Dava konusu işlemin Tokat Vergi Dairesi Müdürlüğü tarafından tesis edilmiş olması ve 2576 sayılı Bölge İdare Mahkemeleri, İdare Mahkemeleri ve Vergi Mahkemelerinin Kuruluşu ve Görevleri Hakkında Kanun'un geçici 20. maddesi uyarınca kurulan Bölge İdare Mahkemelerinin 20 Temmuz 2016 tarihinden itibaren faaliyete geçmesi, yetki kurallarının da kamu düzenine ilişkin olması nedeniyle yargılamanın her aşamasında incelenmesi gerektiğinden Tokat ili yargı çevresine ilişkin uyuşmazlığın görüm ve çözümünde Samsun Vergi Mahkemesinin yetkili olduğu sonucuna varılmıştır.

Vergi mahkemesi bu gerekçeyle davayı yetki yönünden reddetmiş, dosyanın yetkili Samsun Vergi Mahkemesine gönderilmesine karar vermiştir.

… Vergi Mahkemesinin … tarih ve E:…, K:… sayılı ısrar kararı:

Vergi mahkemesi, … Vergi Mahkemesinin ilk kararında yer verilen hukuksal nedenler ve gerekçeyle ısrar etmiştir.

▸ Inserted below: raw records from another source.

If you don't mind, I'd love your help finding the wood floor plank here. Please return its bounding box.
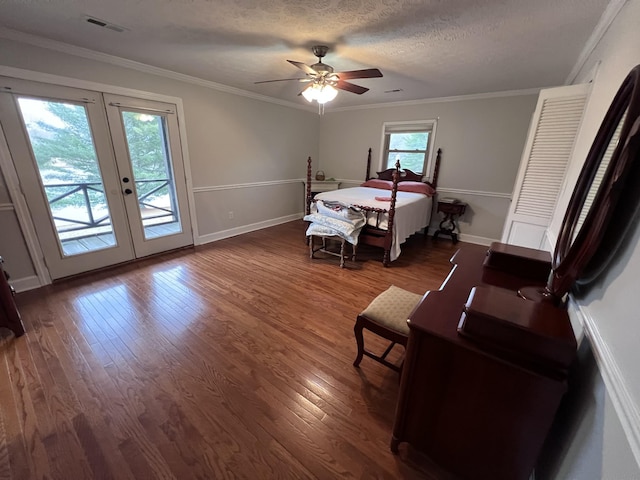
[5,221,464,480]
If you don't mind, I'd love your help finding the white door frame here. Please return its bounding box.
[0,65,199,286]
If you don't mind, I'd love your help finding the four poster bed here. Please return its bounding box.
[305,149,442,267]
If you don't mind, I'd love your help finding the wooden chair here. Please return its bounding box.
[353,285,422,373]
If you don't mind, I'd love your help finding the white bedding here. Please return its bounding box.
[315,187,433,261]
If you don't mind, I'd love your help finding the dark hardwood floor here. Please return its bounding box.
[0,221,456,480]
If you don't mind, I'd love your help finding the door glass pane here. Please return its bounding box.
[18,97,116,256]
[122,111,182,240]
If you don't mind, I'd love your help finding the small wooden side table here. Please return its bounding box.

TEMYİZ EDENİN İDDİALARI: İlk indirimden faydalanılan 2007 yılından bu yana birçok vergi affı yasası çıktığı, bu yasalar ile vergi ödevlerini yerine getirmeyen mükelleflerin bir nevi ödüllendirildiği, vergi affı çıkmadan önce cezalandırılan ve cezasını ödeyen mükellefler için adaletsizlik olduğu, 2007 yılında faydalanılan indirimin de bu af yasaları bağlamında değerlendirilmesi ve yok sayılması gerektiği belirtilerek ısrar kararının bozulması gerektiği ileri sürülmektedir.

KARŞI TARAFIN SAVUNMASI: Temyiz isteminin reddi gerektiği savunulmuştur.

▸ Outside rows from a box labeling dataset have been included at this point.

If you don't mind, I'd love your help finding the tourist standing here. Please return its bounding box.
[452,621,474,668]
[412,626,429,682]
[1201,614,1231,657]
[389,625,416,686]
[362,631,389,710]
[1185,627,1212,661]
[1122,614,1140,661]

DANIŞTAY TETKİK HÂKİMİ …'NİN DÜŞÜNCESİ: Temyizen incelenen ısrar kararının, Danıştay Dördüncü Dairesinin kararında yer alan hukuksal nedenler ve gerekçe uyarınca bozulması gerektiği düşünülmektedir.

TÜRK MİLLETİ ADINA

Karar veren Danıştay Vergi Dava Daireleri Kurulunca, Tetkik Hâkiminin açıklamaları dinlendikten ve dosyadaki belgeler incelendikten sonra gereği görüşüldü:

HUKUKİ DEĞERLENDİRME :

Danıştay Dördüncü Dairesinin yukarıda yer verilen kararının dayandığı aynı hukuksal nedenler ve gerekçeyle ısrar kararının bozulması gerekmektedir.

KARAR SONUCU :

Açıklanan nedenlerle;

1- Davacının temyiz isteminin KABULÜNE,

2-… Vergi Mahkemesinin … tarih ve E:…, K:… sayılı ısrar kararının BOZULMASINA,

3-Yeniden verilecek kararda karşılanacağından, yargılama giderleri hakkında hüküm kurulmasına gerek bulunmadığına,

2577 sayılı Kanun'un (Geçici 8. maddesi uyarınca uygulanmasına devam edilen) 54. maddesinin (1) numaralı fıkrası uyarınca bu kararın tebliğ tarihini izleyen günden itibaren on beş gün içinde karar düzeltme yolu açık olmak üzere, 03/11/2021 tarihinde oyçokluğuyla karar verildi.

X - KARŞI OY:

Temyiz dilekçesinde ileri sürülen iddialar, dayandığı hukuksal nedenler ve gerekçe karşısında ısrar kararının bozulmasını gerektirecek nitelikte bulunmadığından, istemin reddi gerektiği oyu ile karara katılmıyorum.